# Looking for good price on Combat Tourniquets, help please.



## paraquack (Mar 1, 2013)

Can anyone steer me to a place with good price on Combat tourniquets, please?


----------



## dwight55 (Nov 9, 2012)

I got mine on Ebay

Combat Application Tourniquet (C-A-T) - Tactical Black 29.00 MSRP!
Item price	$13.50
Quantity	1
Item number	222430096893
Shipping service	USPS First Class Package

Total with shipping was shy of $17.00

Checked it out, . . . it's the real deal.

May God bless,
Dwight


----------



## Swedishsocialist (Jan 16, 2015)

dwight55 said:


> I got mine on Ebay
> 
> Combat Application Tourniquet (C-A-T) - Tactical Black 29.00 MSRP!
> Item price	$13.50
> ...


have you tried it and is it an ok product?


----------



## paraquack (Mar 1, 2013)

Thanks!


----------



## dwight55 (Nov 9, 2012)

Swedishsocialist said:


> have you tried it and is it an ok product?


What I did was check it against the mfg. web site, . . . made sure it was not a ching-chong knockoff, . . .

But, no, . . . did not put it on my arm and simulate a gun shot wound.

All the parts and pieces are exactly as the mfg said it should be.

I did check the guy I got it from, he is all out now, . . . but I would think there are others. I only got one, . . . for my BOB.

May God bless,
Dwight


----------



## Kauboy (May 12, 2014)

Be sure to check out the post from @MaterielGeneral on counterfeits before you pull the trigger on one.

http://www.prepperforums.net/forum/...redness/69417-counterfit-cat-tourniquets.html

Good info there. You don't want to find out too late that your life-saving device is not up to snuff.


----------



## MaterielGeneral (Jan 27, 2015)

Yep, Ask and make sure it is a North American​ Rescue.

I bought a Chinese model for training purposes so I am not abusing my real deal. The Chinese nock off was $6.00 shipped. It's actually pretty decent and would work but I am not going to trust my life or families life to a nock off.

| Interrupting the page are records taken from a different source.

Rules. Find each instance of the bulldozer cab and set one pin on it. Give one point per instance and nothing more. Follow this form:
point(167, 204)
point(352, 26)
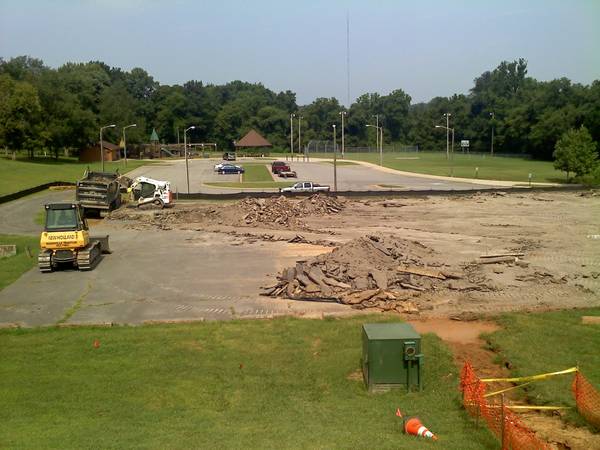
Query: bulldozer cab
point(64, 217)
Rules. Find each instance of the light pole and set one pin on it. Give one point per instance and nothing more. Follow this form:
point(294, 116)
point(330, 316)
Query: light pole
point(343, 113)
point(292, 134)
point(300, 137)
point(334, 160)
point(102, 144)
point(448, 131)
point(187, 169)
point(378, 131)
point(492, 148)
point(125, 140)
point(447, 135)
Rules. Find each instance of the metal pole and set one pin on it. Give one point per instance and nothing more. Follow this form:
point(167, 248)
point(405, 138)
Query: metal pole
point(377, 129)
point(343, 144)
point(334, 161)
point(299, 136)
point(292, 135)
point(101, 150)
point(124, 146)
point(492, 148)
point(380, 130)
point(447, 136)
point(187, 170)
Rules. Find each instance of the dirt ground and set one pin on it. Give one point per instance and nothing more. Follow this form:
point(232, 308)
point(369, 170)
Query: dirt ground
point(556, 235)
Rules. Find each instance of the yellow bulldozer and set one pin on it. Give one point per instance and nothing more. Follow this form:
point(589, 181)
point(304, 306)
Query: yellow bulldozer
point(66, 239)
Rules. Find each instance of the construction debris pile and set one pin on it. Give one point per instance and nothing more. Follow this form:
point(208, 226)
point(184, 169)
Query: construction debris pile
point(283, 212)
point(374, 271)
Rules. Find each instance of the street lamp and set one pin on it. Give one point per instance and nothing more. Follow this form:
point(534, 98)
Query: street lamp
point(492, 149)
point(292, 134)
point(343, 113)
point(379, 130)
point(300, 137)
point(447, 135)
point(125, 141)
point(448, 131)
point(187, 169)
point(101, 143)
point(334, 160)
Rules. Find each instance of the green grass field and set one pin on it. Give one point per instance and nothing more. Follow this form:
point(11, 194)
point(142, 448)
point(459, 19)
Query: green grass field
point(549, 342)
point(13, 267)
point(463, 166)
point(23, 174)
point(284, 383)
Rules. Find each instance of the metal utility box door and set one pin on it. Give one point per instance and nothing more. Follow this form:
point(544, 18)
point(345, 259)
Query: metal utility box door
point(391, 356)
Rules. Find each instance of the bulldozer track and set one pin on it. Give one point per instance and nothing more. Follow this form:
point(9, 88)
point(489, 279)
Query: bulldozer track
point(89, 256)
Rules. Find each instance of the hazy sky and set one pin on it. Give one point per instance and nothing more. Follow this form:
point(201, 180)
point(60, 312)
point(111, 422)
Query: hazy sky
point(427, 48)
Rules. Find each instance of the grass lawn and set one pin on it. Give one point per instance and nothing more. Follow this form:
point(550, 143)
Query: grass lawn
point(280, 383)
point(13, 267)
point(548, 342)
point(23, 174)
point(463, 165)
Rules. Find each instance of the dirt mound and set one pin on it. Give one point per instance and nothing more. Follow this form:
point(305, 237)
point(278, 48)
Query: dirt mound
point(284, 212)
point(375, 271)
point(164, 219)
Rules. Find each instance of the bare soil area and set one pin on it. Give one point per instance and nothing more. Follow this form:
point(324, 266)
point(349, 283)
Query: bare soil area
point(428, 256)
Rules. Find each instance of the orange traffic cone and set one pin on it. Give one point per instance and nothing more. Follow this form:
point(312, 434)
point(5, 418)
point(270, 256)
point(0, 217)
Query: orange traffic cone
point(415, 427)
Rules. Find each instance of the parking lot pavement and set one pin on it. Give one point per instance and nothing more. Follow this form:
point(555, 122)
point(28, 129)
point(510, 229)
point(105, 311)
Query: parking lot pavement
point(355, 177)
point(18, 216)
point(158, 275)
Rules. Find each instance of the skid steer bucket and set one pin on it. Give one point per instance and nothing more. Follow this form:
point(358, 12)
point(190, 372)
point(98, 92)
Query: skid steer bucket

Sent from my XT1585 using Tapatalk


----------



## homefire (Apr 20, 2017)

I don't really have any experience or knowledge of tourniquets so I'm glad there are others here that do. I checked out your other thread too @MatherialGeneral, good stuff.


----------



## paraquack (Mar 1, 2013)

Thanks guys/girls.


----------



## yooper_sjd (May 14, 2017)

got two of my old uniform belts for tourniquets, the heavy canvas belt, slider brass buckle. can't see buying one when you can make one. just my input on that.


----------



## paraquack (Mar 1, 2013)

I felt the same way initially about military web belts (retired paramedic) but when I had a 
chance to use and train with the CAT tourniquet, it changed my mind in a heartbeat. 
Only one I've ever seen that you can put on yourself in seconds and have it work. 
I know they are expensive, but look at the alternative.


----------